The discovery of lactylation

Lactylation is an emerging post-translational modification that plays a crucial role in regulating protein function and cellular metabolic networks. This mechanism involves the covalent attachment of a lactyl group to specific residues on target proteins. In 2019, Zhang et al. (Ref. Reference Zhang, Tang, Huang, Zhou, Cui, Weng, Liu, Kim, Lee, Perez-Neut, Ding, Czyz, Hu, Ye, He, Zheng, Shuman, Dai, Ren, Roeder, Becker and Zhao7) first identified histone lysine lactylation in a study published in Nature. They demonstrated that this modification directly enhances gene transcription by remodelling chromatin architecture. This groundbreaking discovery redefined lactate from merely a metabolic byproduct to an important epigenetic regulator. Subsequent research has shown that lactylation affects a wide range of substrates. For example, histone lactylation, such as at the H3K18 position, reprograms gene transcription through epigenetic remodelling. Additionally, non-histone lactylation influences gene expression, signal transduction and metabolic homeostasis by altering protein conformation, subcellular localisation and charge distribution. These findings offer new therapeutic targets and conceptual frameworks for disease intervention.
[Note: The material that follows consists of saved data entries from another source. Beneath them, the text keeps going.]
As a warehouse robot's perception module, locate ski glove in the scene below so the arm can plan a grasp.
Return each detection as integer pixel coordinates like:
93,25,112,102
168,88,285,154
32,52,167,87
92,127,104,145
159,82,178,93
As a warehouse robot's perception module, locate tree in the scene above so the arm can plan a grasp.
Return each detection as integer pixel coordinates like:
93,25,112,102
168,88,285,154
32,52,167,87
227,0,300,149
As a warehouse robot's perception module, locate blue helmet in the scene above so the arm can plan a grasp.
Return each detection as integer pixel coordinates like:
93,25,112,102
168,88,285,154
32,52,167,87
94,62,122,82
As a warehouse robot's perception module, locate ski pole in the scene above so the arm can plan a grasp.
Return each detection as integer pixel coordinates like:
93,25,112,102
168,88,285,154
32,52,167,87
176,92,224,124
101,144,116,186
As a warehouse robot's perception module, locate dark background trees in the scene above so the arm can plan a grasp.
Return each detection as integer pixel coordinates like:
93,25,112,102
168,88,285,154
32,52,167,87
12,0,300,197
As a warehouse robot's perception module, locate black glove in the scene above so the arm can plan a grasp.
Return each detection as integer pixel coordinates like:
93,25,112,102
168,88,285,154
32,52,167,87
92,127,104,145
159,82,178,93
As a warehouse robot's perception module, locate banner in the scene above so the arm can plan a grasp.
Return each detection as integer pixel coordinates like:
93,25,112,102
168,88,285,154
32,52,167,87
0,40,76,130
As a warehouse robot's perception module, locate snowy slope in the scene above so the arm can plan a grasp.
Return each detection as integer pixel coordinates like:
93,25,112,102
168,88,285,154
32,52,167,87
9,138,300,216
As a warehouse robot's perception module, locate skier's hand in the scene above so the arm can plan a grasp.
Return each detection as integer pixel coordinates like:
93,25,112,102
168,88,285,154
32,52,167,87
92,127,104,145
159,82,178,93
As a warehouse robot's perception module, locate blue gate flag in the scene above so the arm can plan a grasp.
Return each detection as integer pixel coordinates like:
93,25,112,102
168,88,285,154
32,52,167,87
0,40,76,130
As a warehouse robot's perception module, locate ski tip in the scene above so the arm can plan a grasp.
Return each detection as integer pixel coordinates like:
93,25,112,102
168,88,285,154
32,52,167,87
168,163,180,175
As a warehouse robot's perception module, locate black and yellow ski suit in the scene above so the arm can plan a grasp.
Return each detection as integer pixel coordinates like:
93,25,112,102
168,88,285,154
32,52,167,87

The functions and regulation of lactylation

Lactylation in different cell types

During hypoxic metabolism, pyruvate flux shifts from mitochondrial oxidative phosphorylation to cytosolic lactate production. This metabolic switch is driven by HIF-1α-dependent upregulation of glycolytic genes, including GLUT1 and LDHA, together with PDK1-mediated inhibition of the PDH complex (Ref. Reference Burtscher, Hohenauer, Burtscher, Millet and Egg18). The resulting lactate accumulation drives protein lactylation in various cell types. However, under hypoxic conditions, the mechanisms governing lactylation vary considerably among different brain cell types.

Glycolysis and lactate

Under normal physiological conditions, glucose serves as the primary energy source for the human brain. It is metabolised to pyruvate within both astrocytes and neurons. Subsequently, pyruvate undergoes predominantly mitochondrial aerobic oxidation, yielding substantial energy to support neuronal activity. However, under pathological conditions, anaerobic glycolysis in the cytosol becomes the primary source of cellular ATP in such contexts (Ref. Reference Kierans and Taylor76).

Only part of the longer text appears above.